## Search and Filter DataFrames
This is the first thing to do when working with pyspark. The spark variable will also provide access to a UI to monitor jobs.

In [1]:
import pyspark
from pyspark.sql import SparkSession

spark = SparkSession.builder.appName("SearchAndFilter").getOrCreate()

In [2]:
path = "Datasets/"

### Read csv and let it infer schema of the inputs

In [3]:
fifa = spark.read.csv(path+'fifa19.csv',header=True,inferSchema=True)

In [4]:
fifa.limit(5).toPandas()

Unnamed: 0,_c0,ID,Name,Age,Photo,Nationality,Flag,Overall,Potential,Club,...,Composure,Marking,StandingTackle,SlidingTackle,GKDiving,GKHandling,GKKicking,GKPositioning,GKReflexes,Release Clause
0,0,158023,L. Messi,31,https://cdn.sofifa.org/players/4/19/158023.png,Argentina,https://cdn.sofifa.org/flags/52.png,94,94,FC Barcelona,...,96,33,28,26,6,11,15,14,8,€226.5M
1,1,20801,Cristiano Ronaldo,33,https://cdn.sofifa.org/players/4/19/20801.png,Portugal,https://cdn.sofifa.org/flags/38.png,94,94,Juventus,...,95,28,31,23,7,11,15,14,11,€127.1M
2,2,190871,Neymar Jr,26,https://cdn.sofifa.org/players/4/19/190871.png,Brazil,https://cdn.sofifa.org/flags/54.png,92,93,Paris Saint-Germain,...,94,27,24,33,9,9,15,15,11,€228.1M
3,3,193080,De Gea,27,https://cdn.sofifa.org/players/4/19/193080.png,Spain,https://cdn.sofifa.org/flags/45.png,91,93,Manchester United,...,68,15,21,13,90,85,87,88,94,€138.6M
4,4,192985,K. De Bruyne,27,https://cdn.sofifa.org/players/4/19/192985.png,Belgium,https://cdn.sofifa.org/flags/7.png,91,92,Manchester City,...,88,68,58,51,15,13,5,10,13,€196.4M


#### Checking out the infered schema for the csv 

In [5]:
fifa.printSchema()

root
 |-- _c0: integer (nullable = true)
 |-- ID: integer (nullable = true)
 |-- Name: string (nullable = true)
 |-- Age: integer (nullable = true)
 |-- Photo: string (nullable = true)
 |-- Nationality: string (nullable = true)
 |-- Flag: string (nullable = true)
 |-- Overall: integer (nullable = true)
 |-- Potential: integer (nullable = true)
 |-- Club: string (nullable = true)
 |-- Club Logo: string (nullable = true)
 |-- Value: string (nullable = true)
 |-- Wage: string (nullable = true)
 |-- Special: integer (nullable = true)
 |-- Preferred Foot: string (nullable = true)
 |-- International Reputation: integer (nullable = true)
 |-- Weak Foot: integer (nullable = true)
 |-- Skill Moves: integer (nullable = true)
 |-- Work Rate: string (nullable = true)
 |-- Body Type: string (nullable = true)
 |-- Real Face: string (nullable = true)
 |-- Position: string (nullable = true)
 |-- Jersey Number: integer (nullable = true)
 |-- Joined: string (nullable = true)
 |-- Loaned From: string (nu

### We are going to use some functions defined in the sql.functions as we search and filter through it

In [6]:
from pyspark.sql.functions import *

In [7]:
fifa.select(["Nationality","Name","Age","Photo"]).show(5,False)

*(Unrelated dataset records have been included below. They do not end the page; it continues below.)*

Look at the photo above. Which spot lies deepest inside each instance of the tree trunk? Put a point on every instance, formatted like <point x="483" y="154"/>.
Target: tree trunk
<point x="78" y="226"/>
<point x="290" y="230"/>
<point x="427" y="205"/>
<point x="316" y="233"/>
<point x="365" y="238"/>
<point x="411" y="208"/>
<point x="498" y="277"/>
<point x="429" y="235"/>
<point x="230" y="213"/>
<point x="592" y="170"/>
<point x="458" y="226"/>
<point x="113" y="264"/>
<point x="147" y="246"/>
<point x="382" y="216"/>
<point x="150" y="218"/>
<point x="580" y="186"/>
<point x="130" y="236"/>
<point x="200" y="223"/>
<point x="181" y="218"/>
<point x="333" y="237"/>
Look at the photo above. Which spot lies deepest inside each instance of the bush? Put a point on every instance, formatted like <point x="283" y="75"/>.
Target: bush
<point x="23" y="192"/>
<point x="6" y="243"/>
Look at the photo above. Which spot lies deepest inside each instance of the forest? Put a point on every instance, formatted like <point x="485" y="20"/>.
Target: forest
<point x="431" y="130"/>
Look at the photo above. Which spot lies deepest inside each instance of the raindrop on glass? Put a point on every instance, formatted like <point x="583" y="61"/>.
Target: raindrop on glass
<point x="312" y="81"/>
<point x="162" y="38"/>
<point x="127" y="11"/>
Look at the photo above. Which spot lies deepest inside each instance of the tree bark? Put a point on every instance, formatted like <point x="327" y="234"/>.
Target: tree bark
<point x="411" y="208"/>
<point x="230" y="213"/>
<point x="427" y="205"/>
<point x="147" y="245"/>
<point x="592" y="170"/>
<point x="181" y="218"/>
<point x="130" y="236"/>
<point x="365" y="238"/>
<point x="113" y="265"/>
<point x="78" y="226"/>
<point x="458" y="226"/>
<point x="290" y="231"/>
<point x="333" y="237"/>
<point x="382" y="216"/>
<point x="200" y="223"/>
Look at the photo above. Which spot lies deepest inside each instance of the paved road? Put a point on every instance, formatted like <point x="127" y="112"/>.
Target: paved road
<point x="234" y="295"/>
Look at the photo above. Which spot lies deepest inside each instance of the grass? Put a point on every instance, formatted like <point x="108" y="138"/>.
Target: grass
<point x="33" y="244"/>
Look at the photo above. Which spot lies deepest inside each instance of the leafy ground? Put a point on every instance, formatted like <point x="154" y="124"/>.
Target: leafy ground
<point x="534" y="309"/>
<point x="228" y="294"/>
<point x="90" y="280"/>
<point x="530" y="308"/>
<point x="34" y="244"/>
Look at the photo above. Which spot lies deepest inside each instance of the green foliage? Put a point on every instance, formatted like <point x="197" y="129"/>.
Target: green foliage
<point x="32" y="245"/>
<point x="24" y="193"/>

+-----------+-----------------+---+----------------------------------------------+
|Nationality|Name             |Age|Photo                                         |
+-----------+-----------------+---+----------------------------------------------+
|Argentina  |L. Messi         |31 |https://cdn.sofifa.org/players/4/19/158023.png|
|Portugal   |Cristiano Ronaldo|33 |https://cdn.sofifa.org/players/4/19/20801.png |
|Brazil     |Neymar Jr        |26 |https://cdn.sofifa.org/players/4/19/190871.png|
|Spain      |De Gea           |27 |https://cdn.sofifa.org/players/4/19/193080.png|
|Belgium    |K. De Bruyne     |27 |https://cdn.sofifa.org/players/4/19/192985.png|
+-----------+-----------------+---+----------------------------------------------+
only showing top 5 rows



Looks like all players in the first 5 rows are age 16 when ordered by their age

In [8]:
fifa.select(["Name","Age"]).orderBy(fifa["Age"]).show(5)

+------------+---+
|        Name|Age|
+------------+---+
|   B. Nygren| 16|
|H. Andersson| 16|
|    A. Doğan| 16|
|  C. Bassett| 16|
|    B. Mumba| 16|
+------------+---+
only showing top 5 rows



Let's checkout the same in descending order

In [9]:
fifa.select(["Name","Age"]).orderBy(fifa['Age'].desc()).show(5)

+-------------+---+
|         Name|Age|
+-------------+---+
|     O. Pérez| 45|
|K. Pilkington| 44|
|    T. Warner| 44|
|  S. Narazaki| 42|
|    J. Villar| 41|
+-------------+---+
only showing top 5 rows



#### I want all clubs that have Barcelona in them
The looks of it is very similar to how I would write a query in SQL to do the same. <br/>
SELECT Name,<br/>
Club <br/>
FROM fifa <br/>
WHERE Club LIKE "%Barcelona%";

In [10]:
fifa.select(["Name","Club"]).where(fifa.Club.like("%Barcelona%")).show(5,False)

+---------------+------------+
|Name           |Club        |
+---------------+------------+
|L. Messi       |FC Barcelona|
|L. Suárez      |FC Barcelona|
|M. ter Stegen  |FC Barcelona|
|Sergio Busquets|FC Barcelona|
|Coutinho       |FC Barcelona|
+---------------+------------+
only showing top 5 rows



#### I want to extract the photo extensions from the Photo column that conists of urls
To do this I utilize the susbtr function part of sql.functions and we start with the 4th digit from the last and go 4 places forward from there. We also assign the new column name as "extension".

In [11]:
fifa.select("Photo",fifa.Photo.substr(-4,4).alias("extension")).show(5,False)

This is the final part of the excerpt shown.